Abstract
The easyml (easy machine learning) package lowers the barrier to entry to machine learning and is ideal for undergraduate/graduate students, and practitioners who want to quickly apply machine learning algorithms to their research without having to worry about the best practices of implementing each algorithm. The package provides standardized recipes for regression and classification algorithms in R and Python and implements them in a functional, modular, and extensible framework. This package currently implements recipes for several common machine learning algorithms (e.g., penalized linear models, random forests, and support vector machines) and provides a unified interface to each one. Importantly, users can run and evaluate each machine learning algorithm with a single line of coding. Each recipe is robust, implements best practices specific to each algorithm, and generates a report with details about the model, its performance, as well as journal-quality visualizations. The package’s functional, modular, and extensible framework also allows researchers and more advanced users to easily implement new recipes for other algorithms.
1. Introduction
Numerous machine learning libraries (or packages) are becoming available in popular programming languages, especially R (R Core Team, 2016) and Python (Rossum, 1995). Both languages are high-level, interpreted, employ functional and object-oriented paradigms, and have a wide ecosystem of mature machine learning libraries. However, existing machine learning libraries assume the user has a solid understanding of statistics and machine learning principles and best practices, strong programming skills, and the knowledge of how to apply this skillset to their problem. Oftentimes, this is not the case. Individuals without strong technical background increasingly want to apply machine learning techniques to their research without having to spend years studying mathematics, statistics, and/or computer science and there is a critical need to lower the barrier to machine learning or computational approaches in general (Ahn and Busemeyer, 2016; Ahn et al., 2017). The easyml targets these individuals and hopes to lower the barrier to entry to machine learning by providing user-friendly recipes for common machine learning algorithms.
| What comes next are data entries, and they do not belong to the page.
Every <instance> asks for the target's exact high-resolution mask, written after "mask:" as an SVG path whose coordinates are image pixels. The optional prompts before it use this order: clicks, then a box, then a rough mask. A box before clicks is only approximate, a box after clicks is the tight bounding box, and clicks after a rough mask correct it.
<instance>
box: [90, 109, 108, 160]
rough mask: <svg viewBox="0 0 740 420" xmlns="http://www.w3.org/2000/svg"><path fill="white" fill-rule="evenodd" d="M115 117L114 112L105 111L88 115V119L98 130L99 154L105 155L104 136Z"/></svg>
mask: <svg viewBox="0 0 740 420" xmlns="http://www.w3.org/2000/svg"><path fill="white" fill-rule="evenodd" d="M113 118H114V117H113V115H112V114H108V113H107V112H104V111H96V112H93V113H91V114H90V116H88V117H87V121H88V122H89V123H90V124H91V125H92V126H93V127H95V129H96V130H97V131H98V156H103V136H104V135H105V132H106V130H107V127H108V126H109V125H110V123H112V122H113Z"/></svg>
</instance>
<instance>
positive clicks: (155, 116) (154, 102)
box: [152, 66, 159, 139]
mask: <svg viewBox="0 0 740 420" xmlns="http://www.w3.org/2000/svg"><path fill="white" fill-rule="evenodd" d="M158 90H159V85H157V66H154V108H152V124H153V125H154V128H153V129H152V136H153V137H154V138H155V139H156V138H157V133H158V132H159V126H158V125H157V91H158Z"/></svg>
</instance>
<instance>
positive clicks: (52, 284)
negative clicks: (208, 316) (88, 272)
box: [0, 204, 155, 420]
These recipes leverage R and Python’s programming capabilities and their existing machine learning libraries and breaks down each analysis into steps common to all algorithms and steps unique to each algorithm. These steps are abstracted from the user by a common unified framework. Thus, machine learning is like baking a cake; whether one wants to bake a chocolate cake or a vanilla cake, one still needs eggs, flour, and butter as the core ingredients. If you mix them in certain steps and add chocolate, a chocolate cake is baked. If you mix the core ingredients in a certain way and add vanilla, a vanilla cake is baked. Analogously, though one may run similar steps to build and evaluate a penalized linear model (Friedman et al., 2010; Simon et al., 2011) and a random forest model (Breiman, 2001), one will wish to assess the coefficients of the linear model and the variable importances of the random forest model. easyml (easy machine learning) makes this easy by handling the best practices for each algorithm but still allows an advanced user the flexibility to customize each recipe.
2. Project Vision
Maintenance
This package is maintained by Paul Hendricks and Woo-Young Ahn.
Availability
The easyml source code is available under the MIT license and hosted on GitHub (https://github.com/CCS-Lab/easyml).
Standardized recipes
The package provides standardized recipes for regression and classification machine learning algorithms in R and Python (see Table 1). Specifically, easyml provides recipes and unified interface to some of widely used machine learning algorithms including penalized regression models, random forests, support vector machines (Cortes and Vapnik, 1995), Group-Lasso interaction model (Lim and Hastie, 2015), and (deep) neural network models. More advanced users will find it easy to implement new recipes for other algorithms. To implement the algorithms, we use other R and Python packages including glmnet (Friedman et al., 2010), randomForest (Liaw and Wiener, 2002), e1071 (Meyer et al., 2017), glinternet (Lim and Hastie, 2015), nnet (Venables and Ripley, 2002), darch (Drees, 2013), and scikit-learn (Pedregosa et al., 2011). We also plan to add more algorithms in the future.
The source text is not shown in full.